Our experimental findings demonstrate the efficacy of the proposed MM-TCoCPIn framework in capturing chemical–protein interactions (CPIs) by fusing topological, semantic, and structural modalities. In this section, we interpret these results in depth, provide mechanistic reasoning, and contextualize our findings with prior research. We further discuss the innovation and limitations of our approach, along with promising directions for future studies.

3.1. Topological Reasoning: The Role of Global Structure

The strong performance of the original TCoCPIn model (AUC = 0.89) confirms that topological characteristics alone—captured via the CTC index—provide a meaningful foundation for interaction prediction [21]. By explicitly encoding centrality, modularity, and clustering properties, the model successfully identifies structurally pivotal proteins (e.g., TNF-alpha) and hub chemicals.
This result is not merely statistical. Nodes with high eigenvector and PageRank centralities in the CPI graph tend to mediate biologically crucial interactions, often corresponding to known drug targets in inflammatory pathways. Our internal ablation study (Figure 1) shows that removing CTC features drops performance more than removing literature or structural features, which affirms their foundational role in the model’s reasoning process.
Similar observations have been reported in systems biology and network pharmacology, where the regulatory influence of hubs and bridges is tied to functional essentiality [22,23]. Recent studies further support that local frustration and network-level organization can reflect biochemical control points across protein families [24,25,26].

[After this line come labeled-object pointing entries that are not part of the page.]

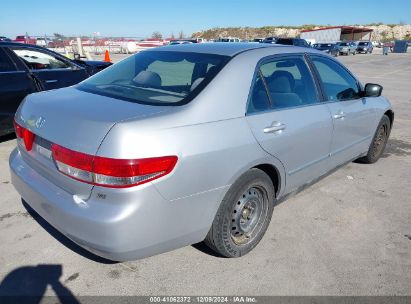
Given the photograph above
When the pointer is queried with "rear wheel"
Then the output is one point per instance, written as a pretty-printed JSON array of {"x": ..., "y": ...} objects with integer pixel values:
[
  {"x": 379, "y": 141},
  {"x": 243, "y": 216}
]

3.2. Semantic Augmentation: Interpreting Latent Literature Context

The semantic extension (S-MM-TCoCPIn) leverages literature-derived embeddings to incorporate latent knowledge. Its improved recall (0.93 vs. 0.90) on low-frequency interaction pairs supports the hypothesis that co-mentioned entities in the scientific literature often imply functional relevance, even in the absence of direct structural interaction.
Mechanistically, the model benefits from text-derived relationships such as “co-inhibition” or “signal cascade involvement,” which are absent in graph structure. For instance, TNF-alpha and ibuprofen co-appear in multiple inflammation-related abstracts with verbs like “inhibits,” “mediates,” or “binds”—capturing plausible regulatory pathways. However, such co-occurrence should not be directly interpreted as causation; recent studies highlight that biomedical co-mention signals require explicit relation extraction and contextual validation to avoid spurious associations [27,28].
This finding aligns with NLP (Natural Language Processing)-based biomedical models, such as regression transformers and LLM (Large Language Model)-assisted interaction modeling, that demonstrate the predictive value of co-occurrence and syntactic patterns in molecule–protein–disease contexts [29]. Our GNN-based fusion strategy preserves such contextual meaning while offering modular interpretability. The reason semantic features yield the highest overall scores—including AUC and Recall—is due to their ability to generalize weak or indirect associations. For example, co-mention of a chemical and protein in multiple publications, even without direct interaction evidence, often implies biological relevance through shared pathways or conditions. This enables the semantic branch to recover interactions that would be missed by topology or structure alone, especially in sparse or low-signal regimes. However, it should be noted that while semantics boost Recall and AUC, structure provides necessary precision, highlighting the complementary roles of all modalities.
  • Potential Integration with Large Language Models (LLMs)
While SciBERT serves as a strong semantic encoder, recent advances in biomedical LLMs (e.g., BioGPT, Galactica-Med, GPT-4Med) offer opportunities to further enhance semantic abstraction and context-aware reasoning. These models can perform joint entity disambiguation, temporal relation extraction, and even generate plausible interaction hypotheses.
We foresee MM-TCoCPIn benefiting from a hybrid pipeline where LLMs generate candidate biochemical assertions (e.g., “Drug A inhibits cytokine B”) as weakly supervised priors, which are then refined through graph-based filtering. Such integration could particularly aid underrepresented or novel compound–protein pairs where structured data is limited.
  • Relation Disambiguation
We acknowledge that co-occurrence does not imply functional relevance. Future work will integrate relation extraction modules (e.g., BioRE, BioGPT-R) to distinguish interactions (e.g., inhibition, activation, binding) from lexical proximity.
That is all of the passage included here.